À 77 ans, Denis Sassou Nguesso, qui cumule 36 ans à la tête du Congo-Brazzaville, espère être réélu dès le premier tour de la présidentielle dimanche. Des membres de la société civile émettent de "sérieuses réserves" sur la transparence du scrutin.
Il avait été réélu au premier tour en 2016 et compte bien rééditer l’exploit. Le président du Congo-Brazzaville, Denis Sassou Nguesso, 77 ans, espère à nouveau réaliser un "coup KO", comme le proclament ses affiches, en obtenant la majorité des suffrages lors du scrutin présidentiel de dimanche
Il y a cinq ans, la victoire du candidat du Parti congolais du travail (PCT) face à ses six rivaux avait entraîné un conflit meurtrier.
Frédéric Bintsamou, plus connu sous le nom de pasteur Ntumi, 56 ans, avait pris les armes dans la région du Pool (sud) après la réélection contestée du président en mars 2016. Les forces régulières avaient contre-attaqué dans un conflit à huis clos qui avait déplacé 140 000 personnes, selon des sources humanitaires.

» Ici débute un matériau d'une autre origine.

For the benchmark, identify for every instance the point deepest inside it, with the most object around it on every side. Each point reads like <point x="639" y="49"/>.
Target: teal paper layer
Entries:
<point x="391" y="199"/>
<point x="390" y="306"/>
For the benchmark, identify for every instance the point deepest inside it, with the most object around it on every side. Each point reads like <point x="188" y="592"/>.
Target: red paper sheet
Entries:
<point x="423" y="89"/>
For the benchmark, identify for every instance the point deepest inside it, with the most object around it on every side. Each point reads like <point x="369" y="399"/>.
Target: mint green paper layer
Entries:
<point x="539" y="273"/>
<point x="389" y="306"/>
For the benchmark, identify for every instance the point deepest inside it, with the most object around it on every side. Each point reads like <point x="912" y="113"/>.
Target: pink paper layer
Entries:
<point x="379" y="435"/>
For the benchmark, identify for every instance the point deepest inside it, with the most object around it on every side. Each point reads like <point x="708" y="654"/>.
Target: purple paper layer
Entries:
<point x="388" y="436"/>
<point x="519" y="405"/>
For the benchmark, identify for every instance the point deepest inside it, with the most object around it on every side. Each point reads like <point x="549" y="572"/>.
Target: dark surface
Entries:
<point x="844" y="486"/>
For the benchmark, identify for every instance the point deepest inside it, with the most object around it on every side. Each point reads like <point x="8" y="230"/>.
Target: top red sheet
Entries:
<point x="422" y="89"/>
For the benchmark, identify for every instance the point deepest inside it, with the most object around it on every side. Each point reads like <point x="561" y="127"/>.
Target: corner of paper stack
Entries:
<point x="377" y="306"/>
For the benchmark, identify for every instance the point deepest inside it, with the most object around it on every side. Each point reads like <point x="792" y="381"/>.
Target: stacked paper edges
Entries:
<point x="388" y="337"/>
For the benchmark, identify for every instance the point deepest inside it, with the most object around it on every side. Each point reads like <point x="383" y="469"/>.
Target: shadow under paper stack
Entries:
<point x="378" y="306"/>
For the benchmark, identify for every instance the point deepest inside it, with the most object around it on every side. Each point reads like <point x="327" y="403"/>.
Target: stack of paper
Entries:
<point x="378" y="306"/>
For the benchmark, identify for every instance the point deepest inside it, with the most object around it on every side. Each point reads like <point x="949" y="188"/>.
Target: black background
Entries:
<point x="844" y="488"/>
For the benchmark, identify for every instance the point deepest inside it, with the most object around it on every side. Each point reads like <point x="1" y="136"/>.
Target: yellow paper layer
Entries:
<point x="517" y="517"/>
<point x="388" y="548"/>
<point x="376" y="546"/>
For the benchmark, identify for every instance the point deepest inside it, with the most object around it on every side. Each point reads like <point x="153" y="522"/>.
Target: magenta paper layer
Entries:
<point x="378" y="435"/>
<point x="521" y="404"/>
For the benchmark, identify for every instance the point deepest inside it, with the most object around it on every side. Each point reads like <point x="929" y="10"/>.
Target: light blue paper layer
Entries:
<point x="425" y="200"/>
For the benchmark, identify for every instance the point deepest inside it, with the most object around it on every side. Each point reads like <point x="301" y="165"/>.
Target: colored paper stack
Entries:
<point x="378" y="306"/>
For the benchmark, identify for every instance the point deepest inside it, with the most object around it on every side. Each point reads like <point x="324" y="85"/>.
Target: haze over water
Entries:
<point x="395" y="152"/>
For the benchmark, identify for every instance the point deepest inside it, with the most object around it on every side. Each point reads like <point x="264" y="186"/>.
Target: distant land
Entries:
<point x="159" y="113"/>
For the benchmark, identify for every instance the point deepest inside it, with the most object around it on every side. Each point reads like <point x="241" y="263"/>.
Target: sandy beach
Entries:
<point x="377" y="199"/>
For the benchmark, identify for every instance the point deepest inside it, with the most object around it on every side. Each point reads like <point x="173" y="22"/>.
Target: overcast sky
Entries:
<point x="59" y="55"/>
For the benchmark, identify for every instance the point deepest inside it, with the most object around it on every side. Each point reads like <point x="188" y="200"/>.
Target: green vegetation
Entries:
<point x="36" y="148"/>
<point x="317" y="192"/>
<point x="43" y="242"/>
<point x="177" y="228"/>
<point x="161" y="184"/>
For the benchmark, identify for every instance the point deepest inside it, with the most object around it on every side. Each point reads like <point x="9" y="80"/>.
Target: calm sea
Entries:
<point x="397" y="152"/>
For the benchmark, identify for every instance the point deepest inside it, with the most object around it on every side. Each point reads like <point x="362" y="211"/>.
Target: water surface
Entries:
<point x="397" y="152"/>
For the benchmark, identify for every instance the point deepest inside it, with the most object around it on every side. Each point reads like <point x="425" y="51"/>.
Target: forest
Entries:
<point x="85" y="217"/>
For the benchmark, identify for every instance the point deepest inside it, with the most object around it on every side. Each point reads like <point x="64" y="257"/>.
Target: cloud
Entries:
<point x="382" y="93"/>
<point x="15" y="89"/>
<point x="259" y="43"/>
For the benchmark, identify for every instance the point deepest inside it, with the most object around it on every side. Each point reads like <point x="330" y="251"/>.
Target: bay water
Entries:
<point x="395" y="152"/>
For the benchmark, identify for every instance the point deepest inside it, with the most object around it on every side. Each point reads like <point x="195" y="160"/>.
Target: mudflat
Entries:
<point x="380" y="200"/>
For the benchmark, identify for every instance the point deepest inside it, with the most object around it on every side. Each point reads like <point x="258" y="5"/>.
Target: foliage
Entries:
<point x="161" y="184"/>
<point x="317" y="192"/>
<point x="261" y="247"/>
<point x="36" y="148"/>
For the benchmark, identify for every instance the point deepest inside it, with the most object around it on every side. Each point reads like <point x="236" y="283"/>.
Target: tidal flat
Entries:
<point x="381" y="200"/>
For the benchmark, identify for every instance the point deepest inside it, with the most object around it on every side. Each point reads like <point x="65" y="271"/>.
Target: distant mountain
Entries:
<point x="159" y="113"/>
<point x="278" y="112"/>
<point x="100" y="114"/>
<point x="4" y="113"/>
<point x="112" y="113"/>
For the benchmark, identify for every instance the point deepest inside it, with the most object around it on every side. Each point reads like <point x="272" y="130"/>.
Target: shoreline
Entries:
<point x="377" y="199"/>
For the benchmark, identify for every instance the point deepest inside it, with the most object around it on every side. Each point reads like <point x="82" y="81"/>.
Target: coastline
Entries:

Les autorités avaient annoncé un cessez-le-feu juste avant Noël 2017.
Le climat paraît moins lourd aujourd’hui. Il y a quelques jours, Frédéric Bintsamou a estimé que l'élection "ne doit pas être l'occasion de réveiller les vieux démons de la division".
La "galère" plutôt que la "guerre"
Pour Mariela, une lycéenne de Pointe-Noire, la capitale économique, le calcul est vite fait : "Même s'il y a la galère, il n'y a pas la guerre comme dans les autres pays. Vaut mieux rester avec Sassou qui nous met la paix dans le pays, au moins, ça c'est bon."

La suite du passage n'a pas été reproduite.